Suddenly, in the muddy ground at her feet, the girl spied a shoe. It was a black oxford of good quality, and it had been, of course, wrenched from the foot of the person she pursued. This girl, or woman, must be running from Ruth in fear.
Ruth picked up the shoe. It was for a small foot, but might belong to either a girl of fourteen or so or to a small woman. She could see the print of the other shoe—yes! and there was the impress of the stockinged foot in the mud.
“Whoever she may be,” thought Ruth Fielding, “she is so frightened that she abandoned this shoe. Poor thing! What can be the matter with her?”
Ruth shouted again, and yet again. She went on up the side of the turbulent brook, staring all about for the hiding place of her quarry.

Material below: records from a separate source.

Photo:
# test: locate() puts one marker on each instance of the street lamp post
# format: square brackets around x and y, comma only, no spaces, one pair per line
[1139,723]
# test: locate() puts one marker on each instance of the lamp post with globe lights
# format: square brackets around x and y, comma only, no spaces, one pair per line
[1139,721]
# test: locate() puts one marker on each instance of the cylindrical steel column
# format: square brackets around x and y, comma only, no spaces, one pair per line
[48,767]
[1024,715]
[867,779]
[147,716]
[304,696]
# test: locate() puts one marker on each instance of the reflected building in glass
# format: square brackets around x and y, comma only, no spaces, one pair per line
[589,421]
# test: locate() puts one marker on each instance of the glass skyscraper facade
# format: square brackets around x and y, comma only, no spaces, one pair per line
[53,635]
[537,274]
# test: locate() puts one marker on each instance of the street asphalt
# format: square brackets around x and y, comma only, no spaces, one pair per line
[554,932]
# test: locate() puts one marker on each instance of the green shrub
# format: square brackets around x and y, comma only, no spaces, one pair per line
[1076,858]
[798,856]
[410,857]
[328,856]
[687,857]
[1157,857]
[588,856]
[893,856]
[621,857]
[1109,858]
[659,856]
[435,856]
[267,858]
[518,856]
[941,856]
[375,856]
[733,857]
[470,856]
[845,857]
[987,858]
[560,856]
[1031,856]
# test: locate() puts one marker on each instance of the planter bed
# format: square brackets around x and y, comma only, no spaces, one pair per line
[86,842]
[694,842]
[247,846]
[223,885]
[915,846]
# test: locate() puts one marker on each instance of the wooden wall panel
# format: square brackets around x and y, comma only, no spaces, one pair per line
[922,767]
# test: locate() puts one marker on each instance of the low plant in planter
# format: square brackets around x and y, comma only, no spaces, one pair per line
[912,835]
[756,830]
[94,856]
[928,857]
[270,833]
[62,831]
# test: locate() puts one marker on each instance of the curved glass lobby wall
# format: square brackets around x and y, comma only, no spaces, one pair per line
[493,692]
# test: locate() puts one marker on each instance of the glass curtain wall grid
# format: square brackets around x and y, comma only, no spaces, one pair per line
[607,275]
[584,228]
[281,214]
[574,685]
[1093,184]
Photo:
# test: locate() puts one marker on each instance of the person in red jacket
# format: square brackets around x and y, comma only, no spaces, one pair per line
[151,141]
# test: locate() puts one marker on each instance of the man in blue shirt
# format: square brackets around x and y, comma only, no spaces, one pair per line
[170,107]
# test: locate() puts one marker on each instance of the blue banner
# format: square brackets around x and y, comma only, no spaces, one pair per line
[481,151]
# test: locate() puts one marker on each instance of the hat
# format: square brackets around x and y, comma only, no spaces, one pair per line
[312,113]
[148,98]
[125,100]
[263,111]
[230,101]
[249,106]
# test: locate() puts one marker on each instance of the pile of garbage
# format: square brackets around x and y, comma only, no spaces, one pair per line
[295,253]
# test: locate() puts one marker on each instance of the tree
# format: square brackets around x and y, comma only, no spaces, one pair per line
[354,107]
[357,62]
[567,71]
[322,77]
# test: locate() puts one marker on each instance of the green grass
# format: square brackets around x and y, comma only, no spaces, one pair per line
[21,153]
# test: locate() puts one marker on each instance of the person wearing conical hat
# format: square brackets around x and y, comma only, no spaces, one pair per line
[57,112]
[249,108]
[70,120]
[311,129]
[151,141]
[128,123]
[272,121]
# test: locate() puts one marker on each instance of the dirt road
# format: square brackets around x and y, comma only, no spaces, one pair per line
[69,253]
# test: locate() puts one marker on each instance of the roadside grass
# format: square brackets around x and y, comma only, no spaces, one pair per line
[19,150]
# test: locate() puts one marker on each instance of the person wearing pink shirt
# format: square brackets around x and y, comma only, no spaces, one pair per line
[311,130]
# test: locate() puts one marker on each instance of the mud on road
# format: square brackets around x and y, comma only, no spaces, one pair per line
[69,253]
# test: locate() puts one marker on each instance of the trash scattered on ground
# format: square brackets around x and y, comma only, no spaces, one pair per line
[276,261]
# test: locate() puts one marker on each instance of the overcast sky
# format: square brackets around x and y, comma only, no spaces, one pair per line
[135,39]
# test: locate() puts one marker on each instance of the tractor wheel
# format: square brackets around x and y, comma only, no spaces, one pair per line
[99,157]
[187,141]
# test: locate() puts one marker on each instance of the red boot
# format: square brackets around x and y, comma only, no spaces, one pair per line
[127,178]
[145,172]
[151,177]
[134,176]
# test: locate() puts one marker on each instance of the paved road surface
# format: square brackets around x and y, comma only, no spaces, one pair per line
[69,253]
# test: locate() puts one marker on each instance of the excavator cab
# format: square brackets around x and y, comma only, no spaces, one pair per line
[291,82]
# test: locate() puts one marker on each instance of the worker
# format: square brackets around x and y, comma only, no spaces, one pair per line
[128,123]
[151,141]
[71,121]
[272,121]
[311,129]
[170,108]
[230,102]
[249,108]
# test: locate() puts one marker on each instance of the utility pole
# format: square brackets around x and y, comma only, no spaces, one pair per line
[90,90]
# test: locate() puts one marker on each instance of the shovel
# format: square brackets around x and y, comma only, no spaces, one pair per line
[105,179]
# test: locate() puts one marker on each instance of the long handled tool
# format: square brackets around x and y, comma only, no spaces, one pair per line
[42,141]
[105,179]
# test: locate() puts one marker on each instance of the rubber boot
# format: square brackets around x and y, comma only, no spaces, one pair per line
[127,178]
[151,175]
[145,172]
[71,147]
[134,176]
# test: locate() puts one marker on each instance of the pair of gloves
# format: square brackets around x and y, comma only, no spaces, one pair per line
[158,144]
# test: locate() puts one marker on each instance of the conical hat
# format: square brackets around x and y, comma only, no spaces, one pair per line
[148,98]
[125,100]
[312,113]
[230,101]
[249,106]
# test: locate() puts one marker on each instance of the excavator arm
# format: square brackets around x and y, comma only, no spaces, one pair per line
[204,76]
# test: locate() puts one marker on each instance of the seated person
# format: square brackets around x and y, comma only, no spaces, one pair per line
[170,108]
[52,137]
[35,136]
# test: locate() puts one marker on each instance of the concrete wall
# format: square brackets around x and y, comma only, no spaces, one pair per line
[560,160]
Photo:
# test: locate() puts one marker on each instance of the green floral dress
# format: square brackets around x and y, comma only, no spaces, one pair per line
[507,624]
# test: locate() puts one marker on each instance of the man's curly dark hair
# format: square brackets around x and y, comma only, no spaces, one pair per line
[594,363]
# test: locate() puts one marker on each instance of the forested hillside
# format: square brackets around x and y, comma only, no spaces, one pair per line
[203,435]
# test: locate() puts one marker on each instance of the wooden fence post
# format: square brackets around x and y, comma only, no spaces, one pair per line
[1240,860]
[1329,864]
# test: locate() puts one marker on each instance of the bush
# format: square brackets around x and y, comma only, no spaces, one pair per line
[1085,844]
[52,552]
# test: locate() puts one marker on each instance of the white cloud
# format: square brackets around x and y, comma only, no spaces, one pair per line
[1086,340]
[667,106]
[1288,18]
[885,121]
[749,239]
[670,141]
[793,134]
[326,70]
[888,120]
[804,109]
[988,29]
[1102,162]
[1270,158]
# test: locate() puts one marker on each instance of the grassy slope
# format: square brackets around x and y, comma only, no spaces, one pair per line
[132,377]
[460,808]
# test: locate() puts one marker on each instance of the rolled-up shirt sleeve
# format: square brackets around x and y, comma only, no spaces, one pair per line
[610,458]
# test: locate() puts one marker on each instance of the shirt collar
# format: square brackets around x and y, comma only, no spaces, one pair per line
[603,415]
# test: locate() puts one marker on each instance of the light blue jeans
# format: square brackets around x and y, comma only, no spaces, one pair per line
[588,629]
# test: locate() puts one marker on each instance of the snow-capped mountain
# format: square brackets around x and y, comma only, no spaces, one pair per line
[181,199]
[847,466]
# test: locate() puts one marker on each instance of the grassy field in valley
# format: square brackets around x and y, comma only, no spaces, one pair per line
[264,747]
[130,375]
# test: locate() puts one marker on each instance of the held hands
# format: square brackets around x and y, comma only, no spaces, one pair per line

The rain ceased entirely and abruptly. But the whole forest was a-drip. Far up through the trees she saw a sudden lightening of the sky. The clouds were breaking.
But the smoke of the torrential downpour still rose from the saturated earth. When Ruth jarred a bush in passing a perfect deluge fell from the trembling leaves. The girl began to feel that she had come far enough in what appeared to be a wild-goose chase.
Then suddenly, quite amazingly, she was halted. She plunged around a sharp turn in the ravine, trying to step on the dryer places, and found herself confronted by a man standing under the shelter of a wide-armed spruce.
“Oh!” gasped Ruth, starting back.
He was a heavy-set, bewhiskered man with gleaming eyes and rather a grim look. Worst of all, he carried a gun with the lock sheltered under his arm-pit from the rain.